Decisiones tardías y en muchos casos sobrevenidas. Pero el sacerdote claretiano, que seguía limpiando
papeleras en Askartza, no se amilanó. Sin afán de protagonismo pero con una voluntad encomiable. Otra vez una foto en un periódico nos puso en
contacto. En esta ocasión el retratado era yo. Junto con un compañero de
ejecutiva recibíamos en Sabin Etxea a
dos ex presos de ETA, uno de ellos especialmente significado por su historial
violento. A Josu no le gustó la imagen. Y me mandó una carta que guardo con
cariño. En ella me hacía constar la “desazón” que le había causado la
publicación del encuentro. A aquel personaje en cuestión que tanta prevención le causaba “le respeto e incluso le amo
porque intento ser humano, vasco y cristiano” pero en el plano político me pidió
“guardar alguna distancia”. Tenía razón.
Así se lo hice saber en mi respuesta. De esto hace ya más de año y medio.
Afortunadamente,
nuestra historia colectiva ha seguido adelante. Llegó el final de ETA. Hemos
vivido su desarme y hasta su disolución.
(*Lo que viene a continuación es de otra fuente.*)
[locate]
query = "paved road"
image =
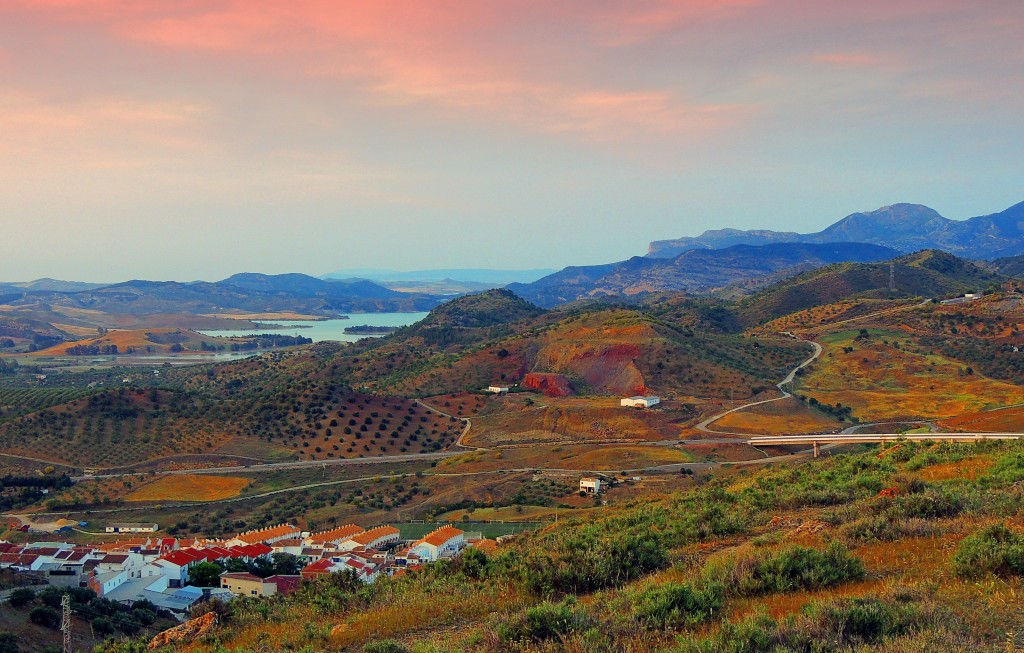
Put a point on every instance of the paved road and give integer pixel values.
(705, 426)
(276, 467)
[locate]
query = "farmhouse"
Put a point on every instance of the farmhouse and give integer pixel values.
(132, 528)
(640, 401)
(442, 542)
(265, 535)
(247, 584)
(335, 536)
(374, 538)
(590, 485)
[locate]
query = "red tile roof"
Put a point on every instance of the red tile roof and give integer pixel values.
(374, 533)
(180, 558)
(337, 534)
(440, 536)
(241, 575)
(257, 536)
(286, 584)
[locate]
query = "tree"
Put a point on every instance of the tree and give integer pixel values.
(102, 626)
(45, 615)
(8, 642)
(205, 574)
(22, 597)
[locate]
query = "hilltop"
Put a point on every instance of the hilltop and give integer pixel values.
(906, 227)
(693, 271)
(929, 273)
(908, 549)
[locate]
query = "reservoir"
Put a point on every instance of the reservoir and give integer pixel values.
(327, 329)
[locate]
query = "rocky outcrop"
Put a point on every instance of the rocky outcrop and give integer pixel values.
(550, 384)
(187, 632)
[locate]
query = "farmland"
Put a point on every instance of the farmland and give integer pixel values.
(885, 375)
(189, 487)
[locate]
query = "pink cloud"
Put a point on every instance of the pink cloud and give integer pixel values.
(848, 59)
(479, 58)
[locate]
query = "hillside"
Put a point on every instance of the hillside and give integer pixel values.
(929, 273)
(1010, 266)
(906, 227)
(247, 293)
(913, 549)
(693, 271)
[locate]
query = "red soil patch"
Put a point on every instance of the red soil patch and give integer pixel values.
(550, 384)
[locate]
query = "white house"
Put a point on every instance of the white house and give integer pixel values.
(132, 528)
(442, 542)
(373, 538)
(640, 401)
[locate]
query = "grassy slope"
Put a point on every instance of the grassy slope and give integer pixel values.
(645, 575)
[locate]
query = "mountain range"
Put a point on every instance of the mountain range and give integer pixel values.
(695, 270)
(907, 227)
(246, 292)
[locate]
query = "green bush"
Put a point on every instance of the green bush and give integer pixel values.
(8, 643)
(102, 626)
(991, 550)
(22, 597)
(546, 621)
(45, 615)
(822, 627)
(674, 604)
(792, 569)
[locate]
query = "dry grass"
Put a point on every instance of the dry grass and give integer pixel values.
(971, 469)
(884, 382)
(193, 487)
(1007, 420)
(778, 418)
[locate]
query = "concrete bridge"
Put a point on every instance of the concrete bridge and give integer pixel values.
(816, 440)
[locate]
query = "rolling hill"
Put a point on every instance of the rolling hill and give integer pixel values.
(929, 273)
(693, 270)
(906, 227)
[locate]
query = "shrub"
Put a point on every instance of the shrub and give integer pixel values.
(8, 642)
(385, 646)
(45, 615)
(22, 597)
(545, 621)
(787, 570)
(991, 550)
(836, 625)
(102, 626)
(882, 528)
(675, 604)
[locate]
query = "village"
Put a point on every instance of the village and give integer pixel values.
(175, 574)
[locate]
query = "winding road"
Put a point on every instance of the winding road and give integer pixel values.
(705, 426)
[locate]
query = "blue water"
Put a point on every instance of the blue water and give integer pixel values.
(328, 329)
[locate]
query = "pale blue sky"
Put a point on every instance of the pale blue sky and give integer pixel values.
(158, 139)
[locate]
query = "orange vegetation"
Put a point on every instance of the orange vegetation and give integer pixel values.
(778, 418)
(970, 469)
(883, 381)
(124, 339)
(192, 487)
(1007, 420)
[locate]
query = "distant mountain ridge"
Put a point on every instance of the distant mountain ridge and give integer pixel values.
(695, 270)
(246, 292)
(478, 275)
(907, 227)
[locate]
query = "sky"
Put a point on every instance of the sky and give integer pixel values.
(193, 139)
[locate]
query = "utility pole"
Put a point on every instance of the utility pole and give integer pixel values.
(66, 621)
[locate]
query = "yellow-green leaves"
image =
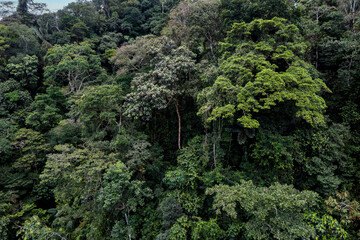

Algunos de quienes se aferraron a la intermediación de Josu
Zabaleta están en la calle y siendo críticos con su propio pasado hacen un
ejercicio activo de convivencia. Trabajando para construir una paz duradera.
Josu
Zabaleta enfermó. Escuchar de su boca los padecimientos que soportaba con la naturalidad y entereza que lo hacía
solo es entendible conociendo la
naturaleza de quien se siente amparado por su Dios y ciegamente espera ser
acogido en su seno. Para un descreído como yo algo conmovedor y mágico. En verano me anunciaron el agravamiento de sus
dolencias. Llegaba al fin de su camino. Discretamente, como había vivido. Murió el pasado lunes en Iruña. Mi falta de coraje para enfrentarme a la
enfermedad y a la muerte hizo que me
despidiera de él a través de un mensaje telefónico. Fue todo un privilegio conocerle y compartir su compromiso al servicio de Euskadi, la paz
y la reconciliación. Agur eta ohore maisu Josu.